First of all, excuse my poor english.

Well, I need to develop a  homepage for my job. They want a dynamic
homepage similar to Wordpress. A homepage formed by differents parts
like a dashboard, showing specific  information about the whole
website, and ordering/showing these parts in different ways. In
addition, they could add new parts in the homepage at future easily.

I thought a lot about the best way to do it, and I've based it on this
post
http://teknoid.wordpress.com/2008/12/16/how-to-build-a-dashboard-for-your-application-in-cakephp/
of teknoid blog.

I named this part 'widget'. Every widget could have its own
propierties that would be stored on a DB table. For example, a
recurrent propierty of a widget is the number of elements (news,
videos, ...) that could be changed by web administrators.

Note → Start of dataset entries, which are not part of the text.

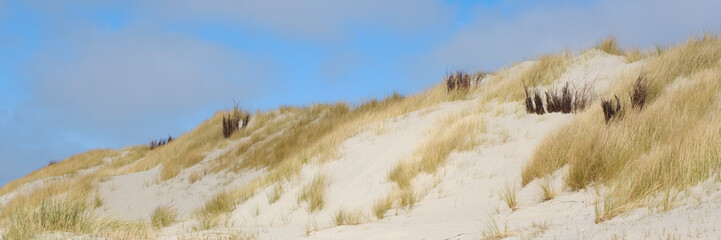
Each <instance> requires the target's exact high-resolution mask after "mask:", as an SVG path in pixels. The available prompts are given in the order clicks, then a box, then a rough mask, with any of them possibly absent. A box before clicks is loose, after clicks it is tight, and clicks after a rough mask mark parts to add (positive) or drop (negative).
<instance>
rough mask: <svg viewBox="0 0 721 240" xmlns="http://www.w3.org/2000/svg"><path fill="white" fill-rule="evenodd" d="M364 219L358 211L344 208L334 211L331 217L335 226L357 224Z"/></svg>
mask: <svg viewBox="0 0 721 240" xmlns="http://www.w3.org/2000/svg"><path fill="white" fill-rule="evenodd" d="M364 219H366V217H365V216H363V214H362V213H360V212H359V211H348V210H344V209H340V210H338V211H336V213H335V218H334V219H333V220H334V221H335V225H336V226H340V225H358V224H361V223H362V222H363V220H364Z"/></svg>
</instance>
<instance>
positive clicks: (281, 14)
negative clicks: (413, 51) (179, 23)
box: [146, 0, 452, 39]
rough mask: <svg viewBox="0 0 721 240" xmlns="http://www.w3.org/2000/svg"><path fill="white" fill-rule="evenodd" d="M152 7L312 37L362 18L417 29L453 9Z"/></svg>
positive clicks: (426, 1) (312, 0)
mask: <svg viewBox="0 0 721 240" xmlns="http://www.w3.org/2000/svg"><path fill="white" fill-rule="evenodd" d="M146 10H147V11H148V12H149V13H152V14H154V15H157V16H158V17H160V18H168V17H170V18H175V19H181V20H182V19H191V18H200V19H206V20H207V19H217V20H222V21H231V22H235V23H239V24H242V25H246V26H251V27H257V28H260V29H264V30H265V29H271V30H273V31H275V32H276V33H278V34H280V35H286V36H288V35H289V36H299V37H303V38H310V39H325V38H336V37H339V35H342V34H343V33H347V31H346V30H347V29H348V28H349V27H352V26H354V25H358V24H360V25H363V24H372V25H374V27H376V28H383V29H387V30H392V31H397V32H400V33H413V32H417V31H423V30H426V29H428V27H429V26H443V25H441V24H443V23H449V22H450V16H451V14H452V13H451V11H450V10H451V9H449V8H448V7H447V6H446V4H444V3H443V2H442V1H438V0H416V1H411V0H400V1H384V0H368V1H335V0H309V1H295V0H269V1H232V0H215V1H192V0H183V1H171V0H167V1H161V2H155V3H154V4H150V5H149V6H148V7H146Z"/></svg>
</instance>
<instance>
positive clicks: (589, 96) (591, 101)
mask: <svg viewBox="0 0 721 240" xmlns="http://www.w3.org/2000/svg"><path fill="white" fill-rule="evenodd" d="M574 91H575V93H574V94H573V107H572V110H573V112H574V113H579V112H582V111H583V110H585V109H586V108H587V107H588V106H590V105H591V103H592V102H593V82H587V83H586V84H584V85H583V87H582V88H581V89H575V90H574Z"/></svg>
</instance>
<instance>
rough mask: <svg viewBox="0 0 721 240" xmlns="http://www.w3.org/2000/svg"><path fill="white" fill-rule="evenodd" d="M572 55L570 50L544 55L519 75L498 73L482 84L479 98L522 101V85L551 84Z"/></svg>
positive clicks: (497, 99)
mask: <svg viewBox="0 0 721 240" xmlns="http://www.w3.org/2000/svg"><path fill="white" fill-rule="evenodd" d="M572 57H573V55H572V54H571V53H570V52H564V53H560V54H550V55H544V56H541V57H540V58H539V59H538V61H536V62H535V63H533V65H532V66H531V67H530V68H528V69H526V70H525V71H523V72H522V73H521V74H520V75H517V76H505V75H506V74H499V75H498V77H497V78H496V79H495V80H494V81H492V82H489V84H488V85H486V86H484V88H483V89H482V90H481V93H482V96H481V98H482V99H483V101H484V102H488V101H490V100H493V99H496V100H498V101H499V102H501V103H504V102H516V101H522V100H524V99H525V97H526V95H525V92H524V91H523V90H524V86H526V87H529V88H533V87H536V86H547V85H550V84H552V83H553V81H555V80H557V79H558V78H559V77H561V74H563V73H564V72H565V71H566V68H567V67H568V65H569V62H570V61H569V60H570V59H571V58H572Z"/></svg>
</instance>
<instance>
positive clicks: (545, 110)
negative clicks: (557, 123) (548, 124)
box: [533, 89, 546, 115]
mask: <svg viewBox="0 0 721 240" xmlns="http://www.w3.org/2000/svg"><path fill="white" fill-rule="evenodd" d="M533 104H534V105H535V106H536V114H538V115H543V114H544V113H546V109H544V108H543V99H541V92H540V91H538V89H536V90H533Z"/></svg>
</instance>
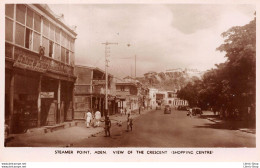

My solution is more or less this:

I created a model 'widget' and «submodels» that extends widget:
'articles_widget', 'recipe_widget', 'video_widget', and so on, with a
getData() function on it, to return the data needed to the view (don't
worry about this part yet, maybe every widget will have a element to
show its data).

class Widget extends AppModel {
        var $name = 'Widget';

        function getWidgets($all = null) {
                $conditions = array();
                if (!$all) {
                        $all = false;
                        $conditions['show'] = 1;
                }

                return $this->find('all', array('conditions' => $conditions, 
'order'
=> 'order ASC'));
        }

        function getData(&$widget) {
                return ClassRegistry::init($widget['Widget']['type'])->getData
($widget);
        }
}


class ArticleWidget extends Widget {
        var $name = 'ArticleWidget';
        var $primaryKey = 'widget_id';

        function getData(&$widget) {
                $aw = $this->read('num_articles', $widget['Widget']['id']);
                $news = 
ClassRegistry::init('Article')->getLast($aw['ArticleWidget']
['num_articles']);
                return $news;
        }

}

A concret widget might not use a table in DB, or even have a related
model (not often).

class RecipeWidget extends Widget {
        var $name = 'RecipeWidget';
        var $primaryKey = 'widget_id';
        var $useTable = false;

        function getData(&$widget) {
                $recipe = ClassRegistry::init('Recipe')->randomRecipe();
                return $recipe;
        }

}

The dashboard controller is easy. I get all widgets and, for each
widget I will call getData() function.

function index() {
               $widgets = $this->Widget->getWidgets();
                foreach ($widgets as $widget) {
                        $this->set($widget['Widget']['varname'], 
$this->Widget->getData
($widget));
                }
}

I have some doubts about it:

- Is it really the best way to do it?
- Can I use cache in models to limit the requests to the DB? I know
about cache in elements but I'll only use elements to show the data
passed from the dashboard controller.
- Is there any other solution better than I'm using at getData()
function to call a subclasse function?